Traditionally, potential profits to be made from serving people with lower incomes were slim or nonexistent. That is why banks essentially ignored them. Too many challenges for insufficient rewards.
That is beginning to change, thanks to technology and the popularity of the mobile phone. There are new and viable ways to reach the habitually underserved.
But it is far from a slam-dunk proposition. Careful attention needs to be paid to every aspect of platform design or a company runs the risk of failure.
Those are some of the considerations Michael Thiemann incorporated into Zebit, a fully automated, zero-percent interest lending platform for employers and employees.
Mr. Thiemann knows a fair amount about lending and analytics. Armed with a Harvard MBA and an engineering degree from Stanford, he was the CEO of several companies which developed big data products for online loan origination, real-time fraud prevention and Internet transaction analysis.

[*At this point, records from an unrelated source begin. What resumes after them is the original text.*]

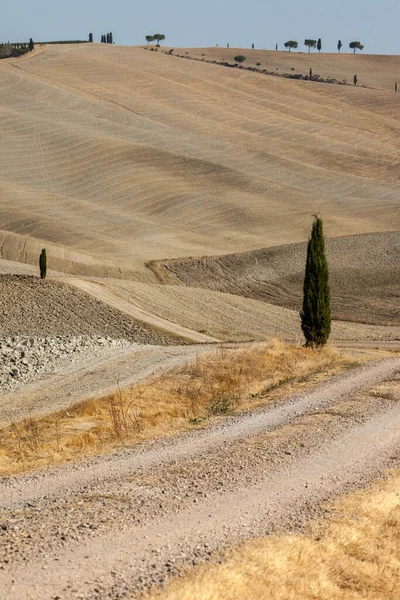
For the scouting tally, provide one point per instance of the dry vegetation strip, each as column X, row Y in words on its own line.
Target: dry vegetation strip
column 354, row 554
column 229, row 381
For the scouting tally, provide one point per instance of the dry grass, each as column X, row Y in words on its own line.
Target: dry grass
column 231, row 380
column 354, row 554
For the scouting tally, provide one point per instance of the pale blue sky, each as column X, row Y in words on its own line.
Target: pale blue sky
column 373, row 22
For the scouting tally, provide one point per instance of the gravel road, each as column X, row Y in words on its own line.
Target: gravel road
column 111, row 526
column 92, row 376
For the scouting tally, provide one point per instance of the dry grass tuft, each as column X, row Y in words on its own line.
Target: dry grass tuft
column 228, row 381
column 354, row 554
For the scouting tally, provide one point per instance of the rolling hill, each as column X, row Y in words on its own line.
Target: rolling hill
column 115, row 156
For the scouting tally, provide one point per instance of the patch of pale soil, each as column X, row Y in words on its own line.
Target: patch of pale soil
column 217, row 166
column 92, row 377
column 10, row 267
column 30, row 306
column 231, row 317
column 364, row 276
column 108, row 296
column 78, row 536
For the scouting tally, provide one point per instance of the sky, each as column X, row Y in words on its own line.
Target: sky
column 374, row 23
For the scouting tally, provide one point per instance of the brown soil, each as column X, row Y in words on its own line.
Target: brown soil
column 122, row 156
column 364, row 272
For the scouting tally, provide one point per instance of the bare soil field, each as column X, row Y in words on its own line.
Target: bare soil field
column 174, row 198
column 364, row 274
column 372, row 70
column 115, row 156
column 229, row 316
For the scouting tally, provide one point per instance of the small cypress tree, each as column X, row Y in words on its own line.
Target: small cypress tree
column 43, row 264
column 316, row 313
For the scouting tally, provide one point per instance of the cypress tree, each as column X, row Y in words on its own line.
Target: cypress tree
column 316, row 313
column 43, row 264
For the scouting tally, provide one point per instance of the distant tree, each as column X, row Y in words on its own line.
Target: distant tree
column 316, row 311
column 310, row 44
column 290, row 44
column 43, row 264
column 356, row 46
column 159, row 37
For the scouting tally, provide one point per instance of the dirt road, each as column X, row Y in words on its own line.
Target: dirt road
column 108, row 296
column 110, row 526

His team created payment systems fraud solution Falcon, which safeguards other than two billion debit and credit accounts worldwide.
When viewed through a traditional lens, Mr. Thiemann acknowledges lending small amounts to high-risk groups does not make much sense.
“I came from running a large online lender. If everyone paid back 100 percent of their loans and the process was highly automated, we’d still have to charge close to 10 percent (to recoup costs).”
“With compliance, record-keeping, customer service and account management, you incur the same costs on a $100,000 mortgage but you are lending them $400.”
Mr. Thiemann and his team wanted to create a product which reached with no fees, no interest and no penalties, he said.
“How do you furnish zero-interest loans to the highest-risk people?” Mr. Thiemann asked.
It can be done, he explained, if you strictly adhere to a few principles.
The first is keeping a low cost of acquisition. It is not uncommon for banks to spend between 50 to 100 dollars to find every single customer. Their first thought is how to make that cost back.
The solution is to acquire customers in bulk through their employers, who market it to their employees.
What is in it for the employers?
A happy and productive workforce, Mr. Thiemann explained. That is a topic receiving considerable attention post-recession.
“I think what has happened is people realize you can’t have health wellness of you don’t have financial wellness,” Mr. Thiemann explained. “It is a huge source of stress.”
Mr. Thiemann used the hypothetical example of a single parent whose washing machine breaks down. They need to wash clothes but they do not have the money to fix the machine, nor do they have the time to sit in a laundromat.
“Guess what they’re thinking about at work?” Mr. Thiemann asked.
“The most enlightened employers at once realize that you are never going to have health wellness or a focused and motivated workforce unless you supply good financial wellness help.”
Zebit provides a proprietary wellness score, along with free educational materials and some budgeting tools to financially underserved employees.
And there are the loans, which can range from five to 10 percent of a person’s salary. A five percent loan is typically paid back in six months, Mr. Thiemann explained.
Employees must have worked at an employer for a least of one year and customized products can be supplied with other data analysis.
At the beginning, Zebit is working with stable industries like health care, government and education. The plan is to expand the number of industries as time goes on.
But how are these services offered at no cost to employer and employee?
Retailers pay for it through the Zebit Market, Mr. Thiemann explained.
Just like banks, retailers want to lower their cost of acquisition, so they pay a fee to reach the people signed up through Zebit client companies. In addition to loans, people can buy appliances, electronics and other merchandise. Participating companies include Panasonic, Samsung, Canon, Garmin, HP, LG Electronics, KitchenAid, Cuisinart, Hoover, KidKraft, and Coleman.
And just like the banks, these companies hope that once they set up a relationship with you, you become a loyal customer.
The second factor needed to make the Zebit concept work is precise data, which the employer makes available, Mr. Thiemann said. They know current addresses, employment tenure and other data it takes underwriters time and money to assemble to meet Know Your Customer needs.
“It in addition helps to adopt the right mindset, Mr. Thiemann explained.
“This is about structural risk control, not analytical or statistical risk control.”
“You are going to find out statistically this is the riskiest group no matter what you do.”
The final consideration is keeping a high degree of automation. Mr. Thiemann said keeping account management systems for multiple employers is a complex process, as Zebit essentially has to create three unique systems – a payment system, an e-commerce marketplace and an account management system for each account.
“When designing account-management systems, self-service is a must,” Mr. Thiemann explained, citing Uber as an example, one that in addition works when discussing such topics as lower overhead and maintenance.
Mr. Thiemann believes Zebit will deliver an experience the financially underserved are definitely not used to.
The underserved often are made to stand in long lines to receive substandard service. The products at their disposal are ill-fitting, charge exorbitant fees, and are cumbersome to apply for. People take it since they have no other choice.
Zebit aims to flip that entirely on its head, Mr. Thiemann said.
“No one has ever treated this group with this level of customer service before. They have poor experiences since businesses do not have to serve them well.”